Alfred Sisley exhibits fourteen paintings at a…
April 1881 CE
Alfred Sisley exhibits fourteen paintings at a one-man show at the offices of La Vie Moderne but does not exhibit with the Impressionists.
The sixth Impressionist group exhibition is held in Paris at No. 5 boulevard des Capucines; thirteen artists participate, but it is soon evident that group shows can no longer accommodate the growing diversity.
Camille Pissarro exhibits eleven landscapes.
Bethe Morisot exhibits seven paintings and pastels; she will spend the summer in Bougival and the winter in Nice.
After 1880, Edgar Degas had begun practicing occasionally as a sculptor, and his exhibits at the sixth group show include a statuette—The Little Dancer of 14 Years—and seven other works.
Mary Cassatt joins the Impressionists in the 1881 show.

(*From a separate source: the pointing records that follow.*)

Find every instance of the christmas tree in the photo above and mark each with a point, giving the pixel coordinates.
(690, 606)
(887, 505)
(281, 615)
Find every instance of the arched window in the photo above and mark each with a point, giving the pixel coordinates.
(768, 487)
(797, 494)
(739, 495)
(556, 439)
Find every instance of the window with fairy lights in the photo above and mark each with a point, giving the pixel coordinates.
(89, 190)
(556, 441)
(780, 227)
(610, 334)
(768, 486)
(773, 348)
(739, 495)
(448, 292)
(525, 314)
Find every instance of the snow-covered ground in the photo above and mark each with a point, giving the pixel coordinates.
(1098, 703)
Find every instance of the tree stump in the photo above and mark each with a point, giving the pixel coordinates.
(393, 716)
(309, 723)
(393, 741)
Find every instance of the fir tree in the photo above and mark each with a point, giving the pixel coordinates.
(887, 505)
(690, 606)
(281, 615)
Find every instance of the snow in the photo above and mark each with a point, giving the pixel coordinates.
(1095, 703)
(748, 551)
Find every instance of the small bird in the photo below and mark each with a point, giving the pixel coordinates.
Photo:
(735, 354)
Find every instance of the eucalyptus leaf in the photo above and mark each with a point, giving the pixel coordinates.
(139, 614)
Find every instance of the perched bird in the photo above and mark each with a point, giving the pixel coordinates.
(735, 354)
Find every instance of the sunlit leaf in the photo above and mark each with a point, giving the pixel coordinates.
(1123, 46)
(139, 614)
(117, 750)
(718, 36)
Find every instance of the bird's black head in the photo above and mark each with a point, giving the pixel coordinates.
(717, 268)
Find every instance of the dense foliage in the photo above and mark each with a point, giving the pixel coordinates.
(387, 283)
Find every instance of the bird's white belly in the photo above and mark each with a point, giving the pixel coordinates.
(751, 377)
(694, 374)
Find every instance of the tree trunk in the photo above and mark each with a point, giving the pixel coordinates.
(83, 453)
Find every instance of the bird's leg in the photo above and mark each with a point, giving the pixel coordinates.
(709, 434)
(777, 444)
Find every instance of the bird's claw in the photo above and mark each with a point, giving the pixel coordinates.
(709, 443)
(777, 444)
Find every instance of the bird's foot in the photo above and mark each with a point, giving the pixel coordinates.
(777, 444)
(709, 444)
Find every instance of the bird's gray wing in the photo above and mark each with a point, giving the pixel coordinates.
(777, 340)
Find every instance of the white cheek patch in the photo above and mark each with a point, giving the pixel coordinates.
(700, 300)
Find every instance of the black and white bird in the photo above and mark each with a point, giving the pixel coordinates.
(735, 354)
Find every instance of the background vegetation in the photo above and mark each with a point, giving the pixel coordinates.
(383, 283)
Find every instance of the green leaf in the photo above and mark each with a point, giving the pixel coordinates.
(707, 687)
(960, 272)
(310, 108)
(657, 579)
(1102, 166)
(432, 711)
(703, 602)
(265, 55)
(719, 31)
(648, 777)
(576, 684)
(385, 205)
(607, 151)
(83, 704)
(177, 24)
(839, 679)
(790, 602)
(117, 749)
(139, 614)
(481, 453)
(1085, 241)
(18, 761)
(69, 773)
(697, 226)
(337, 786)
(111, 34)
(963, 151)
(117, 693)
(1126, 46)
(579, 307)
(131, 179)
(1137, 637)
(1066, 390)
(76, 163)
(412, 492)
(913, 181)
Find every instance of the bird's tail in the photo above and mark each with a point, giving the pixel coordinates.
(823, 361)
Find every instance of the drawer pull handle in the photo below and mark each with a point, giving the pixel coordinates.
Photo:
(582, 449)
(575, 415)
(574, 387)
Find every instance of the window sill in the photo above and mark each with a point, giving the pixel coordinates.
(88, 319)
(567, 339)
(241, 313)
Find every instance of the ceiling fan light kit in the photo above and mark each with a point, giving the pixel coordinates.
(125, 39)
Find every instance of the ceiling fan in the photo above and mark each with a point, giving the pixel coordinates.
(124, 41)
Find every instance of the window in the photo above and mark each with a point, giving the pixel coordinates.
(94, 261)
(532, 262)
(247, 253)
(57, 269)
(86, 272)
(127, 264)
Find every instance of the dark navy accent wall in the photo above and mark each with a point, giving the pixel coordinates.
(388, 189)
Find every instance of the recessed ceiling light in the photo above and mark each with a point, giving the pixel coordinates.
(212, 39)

Like Degas, Cassatt shows great mastery of drawing, and also is innovative and inventive in exploiting the medium of pastels.
Both artists prefer unposed asymmetrical compositions.
Paul Gauguin's invitation to the 1880 show is repeated in '81.
Taking his starting point from Paul Cézanne's style of about 1880, Gauguin passes from a capricious personal type of Impressionism to a greater use of symbols.
From 1876, he had developed a taste for the contemporary avant-garde movement of Impressionism, and by 1881 has assembled a personal collection of paintings by such figures as Manet, Cézanne, Pissarro, Monet, and Jongkind.
He spends holidays painting with Pissarro and Cézanne and begins to make visible progress.
During this period he also enters a social circle of avant-garde artists that includes Manet, Degas, and Renoir.